Agriculture is a potentially big driver of economic development in Armenia, but one often gets the feeling that it has only realized a small percentage of its potential. Many farmers work on small plots of land that make little economic sense, and they do not have the money to invest in the technology that can increase their crop yield. Farmers with small crop yields, in turn, are less attractive as suppliers and have a harder time selling their products, which means that their incomes remain low and new technology continues to be out of reach. Agriculture cooperatives have proven to be a powerful way to overcome such issues. Farmers can pool resources and share tractors, sales channels and clients. This is different to the Soviet approach of collective farms (kolkhoz) because each farmer directly owns a share of the cooperative, based on the size of the land or other resources that they brought with them to the partnership.
But setting up cooperatives is not as easy as it sounds. Besides the negative legacy of the kolkhoz, many Armenian farmers do not have the organizational skills to come together in cooperatives, nor do they have the marketing and sales know-how to manage the business activities of these entities. Some local non-government organizations and international agencies are putting in time and money to establish cooperatives across the country, but their resources are not proving enough to make change happen at a steady pace.

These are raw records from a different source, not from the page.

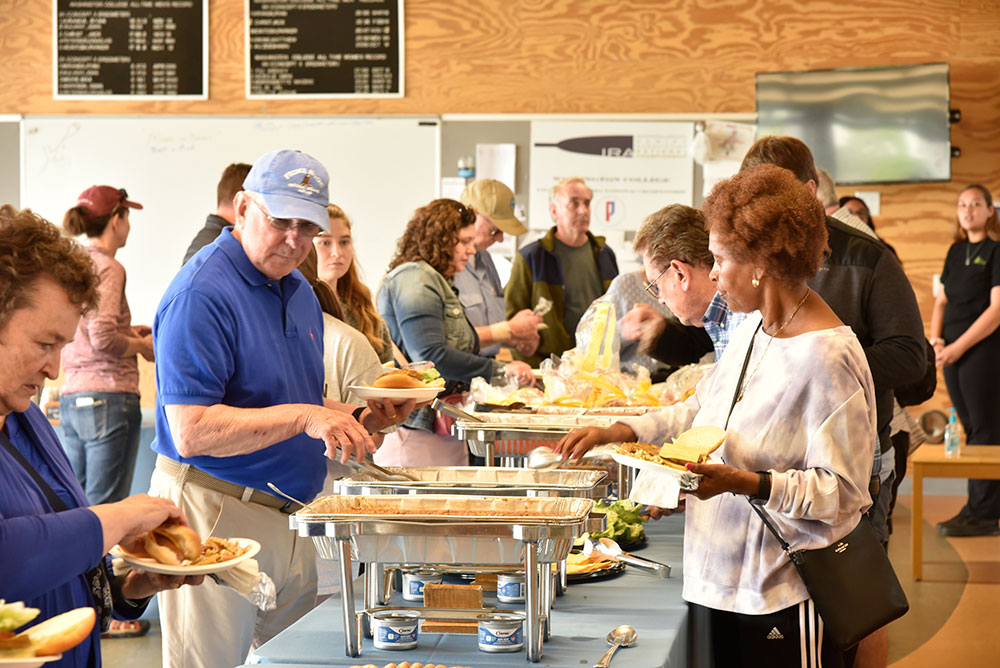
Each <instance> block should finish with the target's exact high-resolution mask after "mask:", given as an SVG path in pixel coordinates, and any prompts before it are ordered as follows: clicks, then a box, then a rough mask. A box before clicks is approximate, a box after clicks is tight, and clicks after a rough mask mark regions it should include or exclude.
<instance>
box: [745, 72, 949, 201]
mask: <svg viewBox="0 0 1000 668" xmlns="http://www.w3.org/2000/svg"><path fill="white" fill-rule="evenodd" d="M948 106H949V93H948V64H947V63H930V64H925V65H904V66H893V67H870V68H857V69H853V68H852V69H836V70H813V71H807V72H760V73H758V74H757V136H758V137H763V136H765V135H790V136H792V137H798V138H799V139H801V140H802V141H804V142H805V143H806V144H807V145H808V146H809V148H810V149H811V150H812V153H813V157H814V158H815V161H816V166H817V167H823V168H824V169H826V170H828V171H829V172H830V174H832V175H833V178H834V180H835V181H836V182H837V183H838V184H859V183H912V182H919V181H950V180H951V133H950V125H949V123H950V119H949V108H948Z"/></svg>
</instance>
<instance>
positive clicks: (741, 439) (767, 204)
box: [557, 164, 877, 668]
mask: <svg viewBox="0 0 1000 668" xmlns="http://www.w3.org/2000/svg"><path fill="white" fill-rule="evenodd" d="M702 210H703V212H704V214H705V219H706V223H707V225H706V226H707V228H708V230H709V249H710V250H711V252H712V255H713V256H714V258H715V265H714V266H713V268H712V272H711V277H712V278H713V280H715V281H716V282H717V283H718V289H719V292H720V293H721V294H722V296H723V298H724V299H725V300H726V303H727V304H728V306H729V308H730V309H732V310H733V311H741V312H746V313H749V314H750V315H749V316H747V318H746V320H744V321H743V323H742V324H741V325H740V326H739V327H738V328H737V329H736V331H735V332H734V333H733V338H732V341H731V342H730V344H729V346H728V347H727V348H726V350H725V352H724V353H723V355H722V357H721V359H720V360H719V362H718V363H717V364H716V365H715V367H714V368H713V369H712V370H711V371H710V372H709V373H708V374H707V375H706V376H705V377H704V378H703V379H702V381H701V382H700V383H699V384H698V387H697V389H696V390H695V393H694V395H692V396H691V397H689V398H688V399H687V400H686V401H684V402H683V403H679V404H675V405H673V406H669V407H667V408H664V409H663V410H661V411H657V412H654V413H650V414H648V415H647V416H643V417H640V418H624V419H623V420H622V421H621V422H619V423H616V424H614V425H612V426H611V427H608V428H606V429H596V428H587V429H581V430H578V431H576V432H573V433H571V434H569V435H567V436H566V437H565V438H564V439H563V440H562V441H561V442H560V443H559V445H558V446H557V447H558V449H559V450H560V451H562V452H565V453H572V455H573V456H574V457H579V456H580V455H582V454H583V453H584V452H586V451H587V450H588V449H590V448H591V447H593V446H594V445H596V444H598V443H611V442H621V441H637V440H638V441H645V442H647V443H663V442H665V441H669V440H670V438H671V437H674V436H677V435H678V434H680V433H681V432H682V431H684V430H685V429H688V428H689V427H692V426H700V425H716V426H718V427H725V428H726V439H725V441H724V442H723V444H722V446H721V447H720V448H719V449H718V450H716V451H715V453H714V454H713V460H715V461H719V462H725V463H724V464H722V463H706V464H690V465H688V468H689V470H691V471H692V472H693V473H697V474H700V475H701V476H702V478H701V480H700V481H699V484H698V489H697V490H695V491H693V492H689V493H688V495H689V496H690V497H694V499H693V500H691V501H689V502H688V503H687V509H686V513H685V528H684V590H683V596H684V598H685V600H687V601H688V602H689V603H690V604H691V606H692V609H693V610H694V611H695V616H696V618H697V619H700V620H705V622H706V624H707V631H708V633H709V636H710V638H711V647H712V652H713V653H714V665H718V666H736V667H739V666H746V665H768V666H788V667H791V666H795V667H798V666H801V665H806V663H810V662H811V663H810V665H813V664H816V663H818V662H817V659H820V658H821V663H822V665H823V666H827V667H828V668H829V667H834V666H849V665H851V664H852V663H853V659H854V657H853V650H851V651H850V652H847V653H845V652H843V651H841V650H840V649H839V648H838V647H837V645H836V644H835V642H834V641H833V640H832V639H831V638H830V637H829V635H828V634H827V633H825V631H824V630H823V629H824V626H823V625H822V623H820V620H819V619H818V614H817V612H816V610H815V607H814V606H813V604H812V601H811V600H810V597H809V592H808V591H807V590H806V588H805V585H804V584H803V582H802V579H801V578H800V577H799V575H798V573H797V572H796V570H795V567H794V565H793V564H792V562H791V561H790V560H789V559H788V558H787V556H786V555H785V554H784V552H783V551H782V549H781V545H780V544H779V543H778V541H777V540H776V539H775V538H774V536H772V535H770V533H769V532H768V530H767V529H766V528H765V527H764V524H763V523H762V522H761V520H760V519H759V518H758V517H757V515H756V513H754V512H753V509H752V508H751V507H750V504H749V503H747V499H745V498H741V496H740V495H745V496H747V497H749V498H750V499H751V500H752V502H753V503H756V504H759V505H760V507H761V508H762V509H763V512H764V514H765V515H766V516H767V517H768V518H769V520H770V521H771V522H772V523H773V524H775V525H777V527H778V530H779V531H780V532H781V534H782V536H783V538H784V539H785V540H786V541H788V542H789V543H790V544H791V549H792V550H800V549H816V548H822V547H826V546H828V545H830V544H832V543H833V542H834V541H837V540H840V539H841V538H843V537H844V536H845V535H847V534H848V533H849V532H851V531H852V530H853V529H854V528H855V527H856V526H857V524H858V522H859V521H861V514H862V513H863V512H864V511H865V510H866V509H867V508H868V506H870V505H871V499H870V497H869V494H868V480H869V478H870V476H871V465H872V458H873V457H874V455H875V447H876V443H877V435H876V429H875V424H876V420H875V388H874V384H873V382H872V376H871V372H870V371H869V368H868V362H867V361H866V359H865V354H864V351H863V350H862V348H861V344H860V343H859V342H858V339H857V337H856V336H855V335H854V332H853V331H852V330H851V328H850V327H848V326H846V325H844V324H843V323H842V322H841V321H840V320H839V319H838V318H837V316H836V315H835V314H834V312H833V310H832V309H831V308H830V307H829V306H828V305H827V304H826V302H824V301H823V299H822V298H820V296H819V295H817V294H816V293H815V292H813V291H812V290H811V289H810V288H809V286H808V284H807V281H808V279H810V278H811V277H812V276H813V275H814V274H815V273H816V271H817V270H818V269H819V268H820V266H821V263H822V259H823V251H824V249H825V248H826V245H827V230H826V221H825V216H824V214H823V206H822V205H821V204H820V203H819V200H817V199H816V198H815V197H814V196H813V195H812V193H811V192H810V191H809V190H808V188H807V187H806V186H805V185H804V184H803V183H801V182H799V181H798V180H797V179H796V178H795V176H794V175H793V174H792V172H790V171H788V170H785V169H782V168H780V167H776V166H774V165H766V164H765V165H758V166H756V167H750V168H748V169H745V170H744V171H741V172H740V173H739V174H737V175H736V176H734V177H733V178H732V179H729V180H727V181H723V182H722V183H720V184H719V185H717V186H716V187H715V189H714V190H713V191H712V194H711V195H710V196H709V197H708V199H706V200H705V204H704V206H703V207H702ZM658 280H663V281H666V280H669V278H664V277H662V276H661V277H660V278H659V279H658ZM725 492H732V493H731V494H726V493H725ZM665 512H666V513H669V512H670V511H665ZM654 514H660V513H659V511H656V512H655V513H654ZM748 657H749V658H748Z"/></svg>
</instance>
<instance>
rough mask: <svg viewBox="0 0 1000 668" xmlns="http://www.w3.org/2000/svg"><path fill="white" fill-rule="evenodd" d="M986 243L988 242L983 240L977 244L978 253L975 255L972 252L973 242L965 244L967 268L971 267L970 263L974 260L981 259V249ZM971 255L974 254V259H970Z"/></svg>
mask: <svg viewBox="0 0 1000 668" xmlns="http://www.w3.org/2000/svg"><path fill="white" fill-rule="evenodd" d="M984 241H986V239H982V240H980V241H977V242H976V252H975V253H974V254H972V253H971V252H972V242H971V241H967V242H966V244H965V266H966V267H968V266H969V263H970V262H971V261H972V260H973V259H979V247H980V246H982V245H983V242H984ZM970 254H972V258H970V257H969V255H970Z"/></svg>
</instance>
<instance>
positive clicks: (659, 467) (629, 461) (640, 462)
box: [611, 452, 701, 491]
mask: <svg viewBox="0 0 1000 668" xmlns="http://www.w3.org/2000/svg"><path fill="white" fill-rule="evenodd" d="M611 458H612V459H614V460H615V461H616V462H618V463H619V464H622V465H623V466H631V467H632V468H634V469H639V470H640V471H653V472H654V473H658V474H665V475H670V476H673V477H674V478H677V482H678V484H679V485H680V487H681V489H683V490H685V491H691V490H694V489H698V481H699V480H701V476H700V475H698V474H697V473H691V472H690V471H681V470H679V469H675V468H671V467H670V466H664V465H663V464H657V463H655V462H650V461H647V460H645V459H639V458H638V457H629V456H628V455H623V454H621V453H620V452H612V453H611Z"/></svg>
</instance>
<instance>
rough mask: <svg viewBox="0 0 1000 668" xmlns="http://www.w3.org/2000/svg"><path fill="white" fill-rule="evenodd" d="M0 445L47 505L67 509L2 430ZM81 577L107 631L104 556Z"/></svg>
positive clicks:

Businesses stand to gain by actively investing in this concept in Armenia. More agricultural cooperatives mean a steadier supply of raw materials and less need to spend more time and money in contacting smaller farmers separately. The quality of the crops bought from cooperatives will also be better theoretically, since groups of farmers should have access to better seeds and machinery. So whether you’re a supermarket stocking up your shelves with the freshest vegetables from the country’s farms, or a cognac factory buying grapes for this year’s barrels, cooperative farming can save you time and money, while providing you with higher quality supplies.
There is also another big plus to developing agricultural cooperatives in Armenia. The concept dictates the need for collective decision making within a cooperative, which often means that over time, cooperative members learn to collect facts, weigh the evidence and debate various alternatives, before voting to choose a particular option. This makes them more politically and socially aware in general, suggesting that an increase in the number of cooperatives in Armenia would eventually lead to more mature voting across the country in future elections.
Tomorrow is a New Day
These were just a few examples of how businesses can embrace corporate social responsibility in Armenia and use the concept to positively impact society while solving their own business issues. None of the examples mentioned here are new. In fact, some initial steps have been taken in Armenia in each of these directions by one or two companies over the last couple of years. But we need more exposure on these possibilities in order to drive a new level of engagement by the business sector.
A rising tide, as they say, raises all ships. Conversely, a whirlpool will pull in all the vessels on the water’s surface. I’m looking forward to a day when the ships themselves help dictate the conditions, and the people of Armenia sail forward confidently to a brighter future.